El fenómeno de los llamados "Therian" —jóvenes que se identifican simbólicamente con animales— ha abierto un debate social, psicológico y hasta legal. Para el psicólogo Marco Antonio Domínguez, el tema no debe abordarse desde el juicio inmediato, sino desde la comprensión del contexto, la funcionalidad y la salud mental.
En entrevista, el especialista subraya que se trata de un fenómeno complejo que involucra identidad, pertenencia, familia y redes sociales.
Los "Therian" ¿Dónde termina la libertad y comienza el riesgo?
“Es un debate muy interesante saber en dónde empieza mi libertad como individuo de experimentar lo que yo quiera y cuándo empezaría a enfrentar un proceso de pérdida de mi salud mental”, señala el psicólogo.
Desde su perspectiva, experimentar es parte natural del desarrollo juvenil. La juventud, explica, siempre ha buscado romper reglas y explorar límites. Sin embargo, la línea se cruza cuando la persona pierde funcionalidad o contacto con la realidad.
Domínguez enfatiza que la salud mental no es opcional: es indispensable para que una persona pueda desarrollarse en su entorno social, académico y laboral.
Identidad, familia y pertenencia: son bases para los adolescentes
Uno de los puntos centrales es el papel de la familia. Según el especialista, cuando un joven comienza a manifestar conductas animalizadas y no existe estructura, límites ni comunicación en casa, pueden reforzarse comportamientos atípicos.
“Si la familia tiene una estructura sólida, es muy difícil que un joven participe de estas subculturas”, afirma.

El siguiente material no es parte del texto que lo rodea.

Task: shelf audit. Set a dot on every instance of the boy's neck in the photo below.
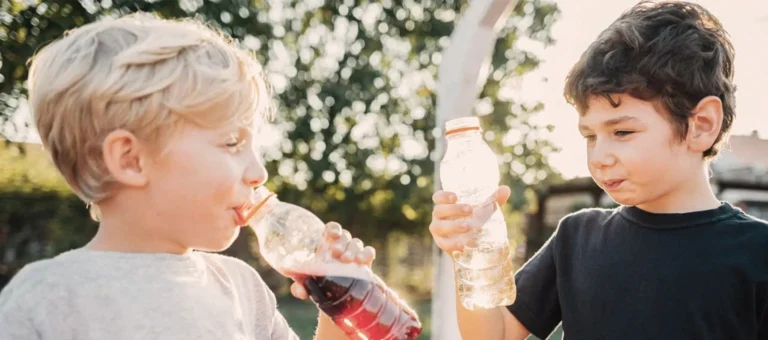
(690, 196)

El sentido de pertenencia también juega un rol determinante. Algunos jóvenes encuentran en el grupo Therian una identidad que no logran construir en su núcleo familiar. En esos casos, el subgrupo puede volverse más fuerte que la propia familia.

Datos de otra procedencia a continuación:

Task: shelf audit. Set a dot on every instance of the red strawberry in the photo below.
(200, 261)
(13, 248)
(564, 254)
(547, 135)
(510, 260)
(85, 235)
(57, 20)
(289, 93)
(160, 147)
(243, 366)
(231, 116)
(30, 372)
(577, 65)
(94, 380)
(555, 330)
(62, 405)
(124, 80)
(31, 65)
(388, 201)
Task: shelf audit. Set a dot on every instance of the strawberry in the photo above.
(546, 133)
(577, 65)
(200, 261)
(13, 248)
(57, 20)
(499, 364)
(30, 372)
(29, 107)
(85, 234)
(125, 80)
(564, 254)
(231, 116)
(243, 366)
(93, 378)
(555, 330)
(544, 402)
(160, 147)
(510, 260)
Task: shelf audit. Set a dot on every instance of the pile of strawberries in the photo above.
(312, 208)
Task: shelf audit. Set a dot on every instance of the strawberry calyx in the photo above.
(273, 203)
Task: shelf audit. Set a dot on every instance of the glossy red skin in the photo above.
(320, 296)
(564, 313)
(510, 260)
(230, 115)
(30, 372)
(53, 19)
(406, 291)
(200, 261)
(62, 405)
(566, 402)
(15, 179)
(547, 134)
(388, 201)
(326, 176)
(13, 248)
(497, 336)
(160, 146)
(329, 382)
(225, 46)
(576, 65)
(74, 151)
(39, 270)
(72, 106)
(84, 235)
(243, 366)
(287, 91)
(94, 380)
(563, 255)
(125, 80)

¿Ser "Therian" es una moda o trastorno clínico?
Desde el punto de vista clínico, el especialista aclara que no toda identificación simbólica constituye un trastorno. La diferencia radica en dos factores clave: adaptación y funcionalidad.

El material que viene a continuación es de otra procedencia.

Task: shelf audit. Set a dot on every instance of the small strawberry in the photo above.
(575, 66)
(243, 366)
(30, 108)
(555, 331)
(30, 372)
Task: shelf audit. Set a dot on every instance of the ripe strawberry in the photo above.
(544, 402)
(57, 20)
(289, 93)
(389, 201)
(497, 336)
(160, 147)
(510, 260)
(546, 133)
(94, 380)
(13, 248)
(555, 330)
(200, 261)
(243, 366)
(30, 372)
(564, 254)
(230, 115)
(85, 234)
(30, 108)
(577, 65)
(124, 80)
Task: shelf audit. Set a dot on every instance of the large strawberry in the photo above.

Si una persona continúa cumpliendo con lo esperado en su escuela, trabajo y familia, podría tratarse de una etapa de exploración. Pero si deja de alimentarse adecuadamente, descuida su higiene, pierde habilidades de comunicación o presenta problemas severos de control de impulsos, entonces podría requerir atención profesional.
“Para que exista un diagnóstico, la persona ya perdió contacto con la realidad”, explica. En esos casos, recomienda terapia familiar, ya que considera que estas manifestaciones no surgen de forma aislada, sino dentro de una dinámica del sistema familiar.
Redes sociales contribuyen a la expansión de la subcultura "Therian"
El psicólogo también señala que plataformas como TikTok e Instagram han facilitado la agrupación de jóvenes con intereses afines. Estas herramientas no son negativas por sí mismas, pero requieren supervisión y criterio. Cuando los jóvenes no encuentran modelos sólidos en casa, pueden buscar referentes alternativos en internet.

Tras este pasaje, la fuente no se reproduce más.